Henry Wycliffe and the Edwards Dry pump

Henry Wycliffe – A Hero of Vacuum

 

Henry WycliffeHenry Wycliffe joined Edwards in 1953 and patented the Edwards Dry Pump in 1984. Discover the origins and significance of the pump in this extract from a conversation that took place between Henry Wycliffe and Andrew Chew.

 

Andrew Chew (AC):  At that time (1980's) wet pumps were still being used, so how did the programme for dry pump development start? 

Henry Wycliffe (HW): With diffusion and rotary pumps, there is a problem with migration (back diffusion) of oil vapours into the processing chamber; one can stop it with cold traps and so on. There was always the need to try and reduce backstreaming.

AC: So in the 1970's you had a two stage pump with one stage oil lubricated and one stage dry?
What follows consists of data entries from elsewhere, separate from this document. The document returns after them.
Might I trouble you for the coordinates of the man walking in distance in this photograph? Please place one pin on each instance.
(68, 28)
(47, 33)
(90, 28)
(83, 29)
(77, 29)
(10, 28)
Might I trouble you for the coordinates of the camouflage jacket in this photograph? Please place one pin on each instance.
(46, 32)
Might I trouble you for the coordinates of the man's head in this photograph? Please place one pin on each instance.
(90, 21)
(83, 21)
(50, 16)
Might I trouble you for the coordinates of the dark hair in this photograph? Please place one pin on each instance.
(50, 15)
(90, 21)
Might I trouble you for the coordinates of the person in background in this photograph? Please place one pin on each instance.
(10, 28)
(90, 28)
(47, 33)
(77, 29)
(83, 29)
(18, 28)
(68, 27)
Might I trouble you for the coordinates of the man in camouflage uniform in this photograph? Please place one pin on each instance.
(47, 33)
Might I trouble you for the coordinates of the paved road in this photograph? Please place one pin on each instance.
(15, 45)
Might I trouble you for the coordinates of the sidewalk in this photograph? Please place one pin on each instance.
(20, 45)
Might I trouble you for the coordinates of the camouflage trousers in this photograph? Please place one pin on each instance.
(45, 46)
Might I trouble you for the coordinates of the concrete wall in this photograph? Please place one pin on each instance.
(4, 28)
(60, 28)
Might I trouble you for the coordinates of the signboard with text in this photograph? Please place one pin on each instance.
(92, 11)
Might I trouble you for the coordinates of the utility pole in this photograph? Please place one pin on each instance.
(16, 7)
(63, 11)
HW: We built, tested and applied for a patent for this design. The pump worked but it did not come to fruition; it was a half measure... We also studied screw pumps for possible use as dry pumps. The manufacturing technology hadn’t progressed yet to numerically controlled machining.

AC: I notice here you actually submitted the application for the patent in 1967...
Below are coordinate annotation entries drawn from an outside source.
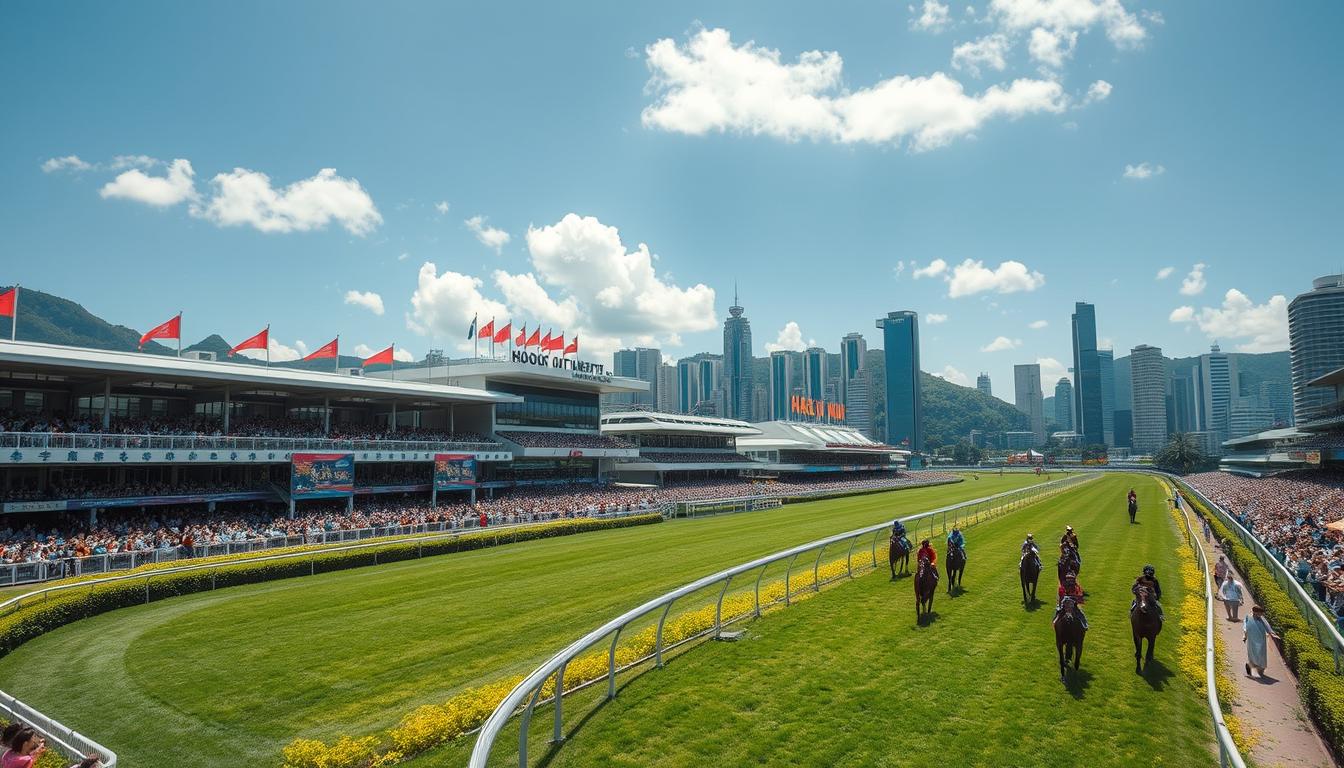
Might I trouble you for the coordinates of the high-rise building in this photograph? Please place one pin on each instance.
(852, 349)
(737, 362)
(1148, 377)
(1087, 404)
(1315, 343)
(1065, 404)
(1106, 366)
(1028, 397)
(903, 397)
HW: Having looked at screw pumps, and compared them with Roots blowers, there was not enough displacement for the size and weight of this design, so we abandoned this approach.

AC: But this was in 1971 and you were looking in principle at dry pumps even then?

HW: Yes, at the Northey claw principle which is quite old and unique. There is a paper, which I presented at the American Vacuum Society in 1986,and which explains the reasoning that lead to the design of our dry pump - combining the Roots principle with the Northey claw mechanism. Mr. Northey developed the claw mechanism around 1929 as an internal combustion engine, with spark plugs, and  invited people from Ford Motors to demonstrate its performance.

 

Henry Wycliffe visit to Burgess Hill

Henry Wycliffe with the Dry Pump during a visit to Burgess Hill 

 

AC: When did you realise this (dry pump mechanism) was going to be a big rather than just another development?

HW: I didn’t. As I said, it was the semiconductor field that made the pump succeed. If it weren’t for the use in microelectronics, the manufacturing cost at that stage being high, meant the dry pump wasn’t competitive as compared with the cost of rotary pumps. But, since then, production machining at Edwards progressed tremendously. Before, there were problems producing complex components/ profiles. Advances in production technology widened possibilities. There are now regenerative compressors made by numerically controlled machines (used in the Edwards EPX pumps). Dr. Neil Tenwick and I went to the Oxford University to evaluate a regenerative compressor; that was early days. The intention was to replace Roots blowers but not to deliver to atmospheric pressure. These were compressors but we were interested in high pumping speed at lower pressures. We discovered that these machines lose performance rapidly at low pressures, especially with light gases. Working on mass transfer principle, compression drops as there is little mass at low pressure.